The main issues that arose were quite straight-forward but also enlightening as they highlighted the differences in perspective that testers and devs have, the “build it” attitude rather than a tester’s “break it”.

Tool responsibility

The first issue I liked was where the line is drawn between nUnit unit/integration tests, FitNesse and Selenium tests. This was interesting as it shows we’ve become too focused on tools rather than concentrating on what we actually need to achieve. Both Selenium and FitNesse have been hyped up and used by certain teams, so it’s easy to see how others thought these tools are the be-all and end-all and become confused about what it is they actually do.

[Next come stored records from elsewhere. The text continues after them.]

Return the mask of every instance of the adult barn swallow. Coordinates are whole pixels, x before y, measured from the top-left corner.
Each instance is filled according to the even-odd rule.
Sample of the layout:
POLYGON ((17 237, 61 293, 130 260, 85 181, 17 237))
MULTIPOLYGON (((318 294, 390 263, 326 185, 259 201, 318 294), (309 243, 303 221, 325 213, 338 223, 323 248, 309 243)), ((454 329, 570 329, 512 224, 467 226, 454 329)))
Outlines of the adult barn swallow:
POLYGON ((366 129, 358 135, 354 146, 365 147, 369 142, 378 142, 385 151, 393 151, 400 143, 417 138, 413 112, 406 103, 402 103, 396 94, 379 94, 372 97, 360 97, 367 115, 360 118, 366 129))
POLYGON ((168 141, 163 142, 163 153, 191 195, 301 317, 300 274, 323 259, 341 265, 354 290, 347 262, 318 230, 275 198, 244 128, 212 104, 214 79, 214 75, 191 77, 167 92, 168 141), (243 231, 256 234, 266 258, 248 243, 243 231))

We’re combating this by talking about testing without talking about tools. This means getting the developers to think about what it is they want to achieve and then worrying about the “how” later; the “how” will always change, new tools will always emerge. Next will be a talk through each tool, what it can and can’t do and how to use it if it’s the one you want to go for.

Smoke test coverage

The second issue raised was about the lack of visibility of smoke test coverage, run post-deployment. Parts of our product were broken on production during the last couple of releases due to deployment related issues. Due to the scattered knowledge of these parts, checks were done by one person in a test environment but not performed on the staging or production environments. A “Wall of smoke test coverage” was introduced and used to visually display what gets checked post deployment; “If it ain’t on the wall, it won’t get checked”.

It was only after writing out these tests on post-it notes by hand that I realised the duplication within some of these tests. As a result we refactored the tests and have been able to reduce the time taken to run them by 50%. Score! However, we’ve found gaps in coverage, tests for which will obviously eat back into that, but more efficiently. The bigger plan is to make deploying and verifying releases as cheap as possible. Identifying more coverage is one thing, but we’ll also need to think about the best way of automating and executing these tests.


These issues we discussed in the retrospective are only the tip of the iceberg; although it is good to see a high level of commitment to testing from our development team. Another front for improvement is the quality of specification obtained from the business, something Gojko Adzic’s “Bridging the communication gap” will no doubt come in handy for.